Monday, February 13, 2023

There is no quantum world

Jeffrey Bub reviews some recent popular books on quantum mechanics.
John Bell’s status in our field has the same [like Isaac Newton, James Watson, and Linus Pauling] mythic quality. Before him there was nothing, only the philosophical disputes between famous old men. He showed that the field contained physics, experimental physics, and nothing has been the same since.
Some do say this, but it is crazy. All Bell did was to show that the predictions of quantum mechanics differ from a classical theory of local hidden variables. As what everyone believed anyway.
In several places Becker invokes the quote, ‘there is no quantum world,’ commonly attributed to Bohr (Becker, p. 14):
What does quantum physics tell us about the world? According to the Copenhagen interpretation this question has a very simple answer: quan- tum mechanics tells us nothing whatsoever about the world. . . . According to Bohr, there isn’t a story about the quantum world because ‘there is no quantum world. There is only an abstract quantum physical description.’
The ‘no quantum world’ comment is actually a quote from Bohr’s assistant Aage Petersen,17 who recounts Bohr saying this sort of thing. Bohr probably did make provocative statements along these lines in discussion, but he certainly did not mean that there is simply nothing there, as Becker seems to suggest.

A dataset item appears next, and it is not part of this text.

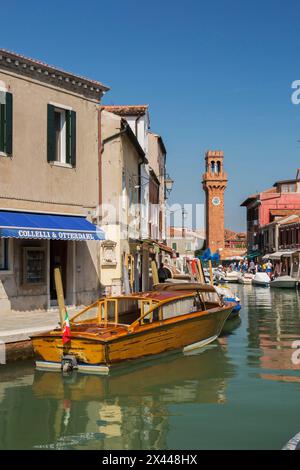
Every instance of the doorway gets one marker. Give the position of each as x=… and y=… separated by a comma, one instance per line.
x=58, y=259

What could Bohr have meant? Here’s my take on it. Quantum mechanics replaces the commutative algebra of physical quantities of a classical system with a noncommutative algebra of ‘observables.’ This is an extraordinary move, quite unprecedented in the history of physics, and arguably requires us to re-think what counts as an acceptable explanation in physics.

Aage Petersen, ‘The Philosophy of Niels Bohr,’ Bulletin of the Atomic Scientists 19, 8–14 (1963). The quote is on p. 12: ‘When asked whether the algorithm of quantum mechanics could be considered as some- how mirroring an underlying quantum world, Bohr would answer, “There is no quantum world. There is only an abstract quantum physical description. It is wrong to think that the task of physics is to find out how nature is. Physics concerns what we can say about nature.”
Maybe Bohr meant that quantum mechanics is not a big disguise for a theory of hidden variables, as those pushing "realism" often suggest.
As Bell points out,20 Bohm’s theory involves action at a distance at the level of the hidden variables: ‘an explicit causal mechanism exists whereby the disposition of one piece of apparatus affects the results obtained with a distant piece,’ so that ‘the Einstein-Podolsky-Rosen paradox is resolved in the way which Einstein would have liked least.’ The problem of making sense of probability in an Everettian universe, where everything that can happen does happen in some world, is still a contentious issue.
Yes, these are fatal flaws to the Bohm and Everett theories.
the question of completeness dominated the debates between Bohr and Einstein. What Einstein had in mind was that something was left out of the quantum theory, which, if added to the theory, would restore the sort of ‘Anschaulichkeit’ characteristic of classical theories. ...

The question of ‘Anschaulichkeit’ morphed into a debate about the possibility of a realist interpretation of quantum mechanics, with the dissidents accusing the Copen- hagenists of the sin of positivism or instrumentalism, which by the 1960s had lost much of its appeal among philosophers.

As the review explains, when Einstein said completeness, he really meant commutativity, not determinism.

Yes, philosophers abandoned positivism for silly reasons, but why did physicists? Quantum mechanics is best understood as a positivist theory. So is relativity and other Physics theories. Quantum mechanics was explicitly positivist, before Bohm, Einstein, Everett, Bell, and others ruined it.